In the following years, I used my lived experience to share encouragement and hope with others who were dealing with mental illness or mental health problems. I spoke straight from my heart and reached directly into the hearts of hundreds of colleagues, friends, and strangers, who could identify with my story. I was traveling and speaking to groups with great passion and sincerity. I knew beyond a shadow of a doubt that I was being used by a gracious power, my God, to be of service to others. I rarely questioned it, and I was given great energy, creativity, and opportunity to make a difference. In the end, I simply had to focus on being well, saying yes, and trusting the process. I came to believe that I had actually been “enough” all along!

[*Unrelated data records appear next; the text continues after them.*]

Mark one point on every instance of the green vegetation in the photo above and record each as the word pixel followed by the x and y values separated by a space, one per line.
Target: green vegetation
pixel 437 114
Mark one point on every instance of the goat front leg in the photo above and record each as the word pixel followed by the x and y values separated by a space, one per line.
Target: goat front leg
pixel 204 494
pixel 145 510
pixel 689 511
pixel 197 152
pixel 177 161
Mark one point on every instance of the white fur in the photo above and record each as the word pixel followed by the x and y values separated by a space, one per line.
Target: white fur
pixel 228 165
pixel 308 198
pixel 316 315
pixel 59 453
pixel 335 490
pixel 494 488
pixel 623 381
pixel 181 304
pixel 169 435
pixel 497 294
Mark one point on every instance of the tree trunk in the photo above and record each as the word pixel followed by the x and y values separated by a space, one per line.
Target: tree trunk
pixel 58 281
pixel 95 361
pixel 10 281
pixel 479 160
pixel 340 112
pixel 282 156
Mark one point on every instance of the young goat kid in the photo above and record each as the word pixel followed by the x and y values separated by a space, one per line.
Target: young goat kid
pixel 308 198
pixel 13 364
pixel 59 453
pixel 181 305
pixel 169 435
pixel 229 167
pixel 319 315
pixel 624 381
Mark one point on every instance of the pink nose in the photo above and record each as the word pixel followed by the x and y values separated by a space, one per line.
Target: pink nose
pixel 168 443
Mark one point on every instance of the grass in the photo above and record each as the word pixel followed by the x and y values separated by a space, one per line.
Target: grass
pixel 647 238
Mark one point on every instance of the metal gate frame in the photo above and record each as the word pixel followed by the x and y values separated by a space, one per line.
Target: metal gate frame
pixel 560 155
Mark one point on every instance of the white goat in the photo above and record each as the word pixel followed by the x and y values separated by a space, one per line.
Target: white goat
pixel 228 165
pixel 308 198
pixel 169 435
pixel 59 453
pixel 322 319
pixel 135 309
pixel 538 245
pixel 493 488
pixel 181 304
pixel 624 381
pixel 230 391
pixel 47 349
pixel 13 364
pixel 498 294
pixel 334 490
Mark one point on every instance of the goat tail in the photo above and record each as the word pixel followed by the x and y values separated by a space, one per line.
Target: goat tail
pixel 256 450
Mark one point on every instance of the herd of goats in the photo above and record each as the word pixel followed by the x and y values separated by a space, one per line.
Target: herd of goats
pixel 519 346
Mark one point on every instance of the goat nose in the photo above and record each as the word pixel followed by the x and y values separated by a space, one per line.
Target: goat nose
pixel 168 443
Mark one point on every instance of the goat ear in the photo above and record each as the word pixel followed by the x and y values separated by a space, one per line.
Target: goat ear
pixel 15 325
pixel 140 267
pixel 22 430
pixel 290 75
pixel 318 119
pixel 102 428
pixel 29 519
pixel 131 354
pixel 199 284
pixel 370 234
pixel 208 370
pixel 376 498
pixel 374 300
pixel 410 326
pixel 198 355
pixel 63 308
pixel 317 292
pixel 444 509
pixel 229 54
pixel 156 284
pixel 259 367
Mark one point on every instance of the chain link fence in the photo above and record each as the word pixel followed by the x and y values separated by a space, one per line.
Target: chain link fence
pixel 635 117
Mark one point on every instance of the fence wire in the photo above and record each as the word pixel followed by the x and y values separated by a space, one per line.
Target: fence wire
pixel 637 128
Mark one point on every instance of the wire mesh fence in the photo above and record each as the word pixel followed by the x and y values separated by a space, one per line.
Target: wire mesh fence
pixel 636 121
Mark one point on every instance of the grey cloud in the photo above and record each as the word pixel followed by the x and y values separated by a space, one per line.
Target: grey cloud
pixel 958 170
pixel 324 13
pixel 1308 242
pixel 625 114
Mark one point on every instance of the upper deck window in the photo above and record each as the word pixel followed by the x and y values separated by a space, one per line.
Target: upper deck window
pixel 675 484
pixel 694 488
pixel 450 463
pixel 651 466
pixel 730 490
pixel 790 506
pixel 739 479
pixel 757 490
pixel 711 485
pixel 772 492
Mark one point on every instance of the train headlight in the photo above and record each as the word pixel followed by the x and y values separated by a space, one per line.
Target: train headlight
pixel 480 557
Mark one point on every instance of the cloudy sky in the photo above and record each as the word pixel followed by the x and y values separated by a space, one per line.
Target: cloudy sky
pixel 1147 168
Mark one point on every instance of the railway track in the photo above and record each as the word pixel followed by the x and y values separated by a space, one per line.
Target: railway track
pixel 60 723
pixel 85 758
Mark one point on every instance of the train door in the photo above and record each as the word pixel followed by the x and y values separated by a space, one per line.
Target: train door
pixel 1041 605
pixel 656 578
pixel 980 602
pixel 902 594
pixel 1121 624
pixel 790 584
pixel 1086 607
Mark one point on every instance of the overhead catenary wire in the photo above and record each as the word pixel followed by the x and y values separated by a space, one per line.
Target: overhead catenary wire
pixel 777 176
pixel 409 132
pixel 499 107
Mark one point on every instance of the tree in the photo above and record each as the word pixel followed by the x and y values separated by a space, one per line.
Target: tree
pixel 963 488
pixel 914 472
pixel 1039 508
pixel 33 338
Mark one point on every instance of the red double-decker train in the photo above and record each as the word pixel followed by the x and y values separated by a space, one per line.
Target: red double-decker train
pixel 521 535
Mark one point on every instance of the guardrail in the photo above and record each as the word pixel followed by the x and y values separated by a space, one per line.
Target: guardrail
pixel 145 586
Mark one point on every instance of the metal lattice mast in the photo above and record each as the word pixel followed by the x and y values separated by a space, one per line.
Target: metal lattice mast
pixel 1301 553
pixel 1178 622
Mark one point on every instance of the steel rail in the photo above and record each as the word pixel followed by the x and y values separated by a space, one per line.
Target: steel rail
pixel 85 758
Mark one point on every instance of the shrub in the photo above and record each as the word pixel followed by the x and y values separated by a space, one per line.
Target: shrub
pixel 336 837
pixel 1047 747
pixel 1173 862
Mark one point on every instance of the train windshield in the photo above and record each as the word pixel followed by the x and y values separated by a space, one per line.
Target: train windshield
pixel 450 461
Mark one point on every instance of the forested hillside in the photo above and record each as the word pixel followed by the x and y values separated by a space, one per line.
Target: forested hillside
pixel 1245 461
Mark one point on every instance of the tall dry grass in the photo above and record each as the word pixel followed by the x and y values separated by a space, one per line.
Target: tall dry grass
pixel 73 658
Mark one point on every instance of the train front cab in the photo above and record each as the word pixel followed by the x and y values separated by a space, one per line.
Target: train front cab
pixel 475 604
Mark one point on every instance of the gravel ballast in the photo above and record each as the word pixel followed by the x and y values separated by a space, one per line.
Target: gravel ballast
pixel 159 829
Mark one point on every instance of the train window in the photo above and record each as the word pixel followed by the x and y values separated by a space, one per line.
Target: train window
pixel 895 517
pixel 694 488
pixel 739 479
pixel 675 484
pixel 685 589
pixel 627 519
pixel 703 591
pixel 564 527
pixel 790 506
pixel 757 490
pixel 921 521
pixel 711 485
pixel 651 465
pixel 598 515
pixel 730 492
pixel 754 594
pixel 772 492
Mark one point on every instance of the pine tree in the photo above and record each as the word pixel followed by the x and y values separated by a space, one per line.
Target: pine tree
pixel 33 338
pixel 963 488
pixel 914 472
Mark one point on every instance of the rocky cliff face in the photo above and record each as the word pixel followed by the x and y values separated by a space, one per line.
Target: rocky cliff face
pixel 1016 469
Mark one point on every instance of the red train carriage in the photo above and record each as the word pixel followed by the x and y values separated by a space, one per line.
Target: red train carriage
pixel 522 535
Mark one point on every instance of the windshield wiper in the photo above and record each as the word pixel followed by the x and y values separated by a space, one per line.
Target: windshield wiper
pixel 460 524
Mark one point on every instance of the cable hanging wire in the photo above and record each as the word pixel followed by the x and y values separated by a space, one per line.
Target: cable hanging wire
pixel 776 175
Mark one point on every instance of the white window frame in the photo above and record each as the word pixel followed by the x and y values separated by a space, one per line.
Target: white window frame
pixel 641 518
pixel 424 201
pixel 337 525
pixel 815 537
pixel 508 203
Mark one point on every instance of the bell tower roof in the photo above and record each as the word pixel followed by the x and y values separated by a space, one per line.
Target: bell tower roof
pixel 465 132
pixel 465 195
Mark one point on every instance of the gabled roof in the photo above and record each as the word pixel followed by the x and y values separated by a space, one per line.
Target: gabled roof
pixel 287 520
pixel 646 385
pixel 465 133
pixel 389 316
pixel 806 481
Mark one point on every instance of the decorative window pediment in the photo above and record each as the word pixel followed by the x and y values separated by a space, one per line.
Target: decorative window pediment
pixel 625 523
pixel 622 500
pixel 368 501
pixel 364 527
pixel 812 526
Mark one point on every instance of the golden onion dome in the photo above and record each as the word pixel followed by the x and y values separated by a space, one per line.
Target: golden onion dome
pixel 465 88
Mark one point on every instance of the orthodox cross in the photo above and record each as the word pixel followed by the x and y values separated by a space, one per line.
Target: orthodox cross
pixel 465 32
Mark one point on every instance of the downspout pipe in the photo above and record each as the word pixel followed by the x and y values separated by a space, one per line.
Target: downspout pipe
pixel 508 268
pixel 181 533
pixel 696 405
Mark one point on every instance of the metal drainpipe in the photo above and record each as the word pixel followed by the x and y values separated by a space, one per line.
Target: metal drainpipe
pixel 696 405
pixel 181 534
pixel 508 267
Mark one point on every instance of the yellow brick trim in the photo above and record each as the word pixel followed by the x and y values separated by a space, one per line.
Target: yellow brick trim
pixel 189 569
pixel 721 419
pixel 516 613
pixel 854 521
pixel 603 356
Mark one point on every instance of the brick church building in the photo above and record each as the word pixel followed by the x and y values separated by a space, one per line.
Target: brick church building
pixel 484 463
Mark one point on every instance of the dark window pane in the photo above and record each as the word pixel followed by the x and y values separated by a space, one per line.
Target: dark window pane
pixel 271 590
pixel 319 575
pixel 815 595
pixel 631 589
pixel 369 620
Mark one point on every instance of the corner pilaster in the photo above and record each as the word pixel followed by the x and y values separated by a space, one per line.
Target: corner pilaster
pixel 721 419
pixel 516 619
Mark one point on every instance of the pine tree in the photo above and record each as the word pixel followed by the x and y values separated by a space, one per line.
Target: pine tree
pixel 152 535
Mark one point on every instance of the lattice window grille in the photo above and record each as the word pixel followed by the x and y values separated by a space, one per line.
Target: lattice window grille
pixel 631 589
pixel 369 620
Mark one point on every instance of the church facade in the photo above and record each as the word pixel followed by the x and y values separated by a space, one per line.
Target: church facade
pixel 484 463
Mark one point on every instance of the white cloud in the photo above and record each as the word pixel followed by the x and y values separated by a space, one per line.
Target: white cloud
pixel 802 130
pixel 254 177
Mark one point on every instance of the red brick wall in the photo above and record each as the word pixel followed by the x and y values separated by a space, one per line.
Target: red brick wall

And then, I got a sore back.
One Slip and You’re Gone
In January of this year, I slipped on the ice and have been bothered with back pain ever since. Around this same time, I also started to experience feelings of depression including listlessness, general disinterest, isolation, fear of rejection, and many other not so nice feelings. The confidence, passion, and inner knowing I experienced just a few weeks earlier seemed to vanish. I felt like I had nothing to offer and became convinced that if people knew how I was feeling and what I was thinking, they would drop me from their “cool friends and women who make a difference list” in a heart beat. The fear fed voraciously off the negative thoughts and opened up old wounds. Before long, I was operating from a different age and stage and was again convinced that I was not enough.
Shining the Light
Now I’ve taken you full circle back to today where I am gradually coming back to believe that “I am enough”. It seemed like a long road by times, but the difference today is that I have a reserve of experience, strength, hope, friends, and faith to tap into when darkness overcomes me. It may take a bit longer for me to recognize what’s happening than I’d like, but the time spent in darkness these days can be counted in days and weeks rather than months and years. This is amazing progress for which I am very grateful.
Recovery takes time but it does happen and more importantly, it always reminds me that “yes, of course you are enough”!